Pocas personas presumirían en su currículum de que "fui el sucesor de Rajoy". Su figura ejemplifica un fin de trayecto. Comparte con Sánchez el deshonor de que ambos han obtenido los peores resultados de sus partidos respectivos, y por duplicado. Con la diferencia nada baladí de que el socialista duerme esta noche en La Moncloa. Con estos precedentes, por qué habría de sobrevivir el PP. Desde luego, ni Soraya ni Casado poseen el impulso necesario para cambiar el destino del partido.

Visto el comportamiento de sus líderes pasados y expectantes, no es descabellado reclamar la disolución del PP por respeto a la derecha. Aquí es obligado efectuar una precisión sobre las cuotas. Los mismos analistas que han martirizado durante años a la afición con su celebración del manejo de los tiempos y el quietismo de Rajoy, ahora consideran que Sánchez es un Felipe González que obtendrá el 120 por ciento de los sufragios en las próximas generales. Conviene ceñirse a la realidad, con los conservadores asentados en la mitad de los votos emitidos, con independencia de la configuración que adquieran sus candidaturas. Donde el problema radica en esta pluralidad de opciones, hasta ahora inexistente.

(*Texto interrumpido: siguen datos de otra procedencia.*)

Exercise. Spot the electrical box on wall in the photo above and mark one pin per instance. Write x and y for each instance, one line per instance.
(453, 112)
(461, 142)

Solo Ciudadanos ha expresado su fe inamovible en el PP, según demostró Albert Rivera en una moción de censura donde hasta Coalición Canaria cambió el sentido del voto para no quedarse en amarga soledad junto a Rajoy. Un partido comprometido con la regeneración liberal habría hundido a los populares, por decisión de sus votantes. Por no hablar de la baza nunca desdeñable de un Macron.